SEV-4 (transient). Track as a metric; no document needed unless pattern emerges.

The risk is post-mortem fatigue — every minor blip gets a 5-page document, nobody reads them, nobody acts. Calibrate.

Reading post-mortems is also the job

A post-mortem you wrote helps your team learn. A post-mortem you read helps you learn from someone else's incident.

Practices that work:

All post-mortems searchable in one place. Wiki, Notion, dedicated tool.
Post-mortem review meeting monthly across teams. Read 1-2; discuss what's transferable.
Tagging by system or category so you can find "all incidents involving auth" or "all caching incidents."
Cross-org publication of redacted-as-needed post-mortems. The Cloudflare and Stripe public ones are templates worth studying.

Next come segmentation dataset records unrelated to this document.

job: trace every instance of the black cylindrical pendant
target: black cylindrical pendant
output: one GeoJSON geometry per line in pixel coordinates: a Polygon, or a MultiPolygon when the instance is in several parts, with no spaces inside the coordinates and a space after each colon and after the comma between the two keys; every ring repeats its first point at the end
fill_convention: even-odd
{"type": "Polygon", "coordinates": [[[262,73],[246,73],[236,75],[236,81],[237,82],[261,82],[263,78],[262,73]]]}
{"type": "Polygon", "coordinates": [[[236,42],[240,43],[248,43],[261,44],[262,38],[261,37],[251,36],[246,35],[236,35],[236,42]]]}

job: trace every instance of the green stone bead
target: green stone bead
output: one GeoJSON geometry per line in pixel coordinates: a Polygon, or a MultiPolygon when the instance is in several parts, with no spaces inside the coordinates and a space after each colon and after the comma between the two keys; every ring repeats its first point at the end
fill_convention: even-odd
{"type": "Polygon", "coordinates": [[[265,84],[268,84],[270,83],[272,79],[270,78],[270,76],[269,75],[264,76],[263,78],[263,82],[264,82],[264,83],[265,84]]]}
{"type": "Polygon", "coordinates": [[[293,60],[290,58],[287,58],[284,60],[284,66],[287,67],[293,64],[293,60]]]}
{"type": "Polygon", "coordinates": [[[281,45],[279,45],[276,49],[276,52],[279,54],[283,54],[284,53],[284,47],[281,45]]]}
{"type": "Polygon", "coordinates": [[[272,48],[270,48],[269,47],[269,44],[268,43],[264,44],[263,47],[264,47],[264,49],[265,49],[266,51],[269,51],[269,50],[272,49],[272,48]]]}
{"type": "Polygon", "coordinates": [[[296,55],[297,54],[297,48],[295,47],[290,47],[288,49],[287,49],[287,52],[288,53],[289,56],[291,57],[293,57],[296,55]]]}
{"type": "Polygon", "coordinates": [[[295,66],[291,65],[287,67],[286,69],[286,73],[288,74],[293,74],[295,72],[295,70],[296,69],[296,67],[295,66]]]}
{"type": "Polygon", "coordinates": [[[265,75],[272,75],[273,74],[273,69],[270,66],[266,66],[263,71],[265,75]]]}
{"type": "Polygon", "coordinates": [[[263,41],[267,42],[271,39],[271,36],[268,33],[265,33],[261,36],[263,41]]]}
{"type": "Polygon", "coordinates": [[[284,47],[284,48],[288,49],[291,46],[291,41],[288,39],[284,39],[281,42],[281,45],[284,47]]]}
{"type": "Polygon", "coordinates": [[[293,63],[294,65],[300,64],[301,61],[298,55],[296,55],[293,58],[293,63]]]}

Failure modes of the post-mortem culture

Post-mortem theatre. Documents are written for show; nothing changes. Audit by tracking action-item completion rates.
Blame disguised as analysis. "The on-call engineer should have noticed sooner" — that's blame. "The runbook didn't include the diagnostic step" — that's analysis.
Premature root-causing. "The root cause was a bad deploy" — what about the deploy was bad, what allowed the bad deploy, what would have prevented it.
Skipping incidents that didn't impact users. Near-misses are gold. Document the close calls; the next one might not miss.
The same incident, again, six months later. A failure to follow up on the previous post-mortem's action items.

A post-mortem template

For a team that doesn't have one, the structure at the top of this page works. Adapt the headers; keep the discipline of timeline + narrative + named action items.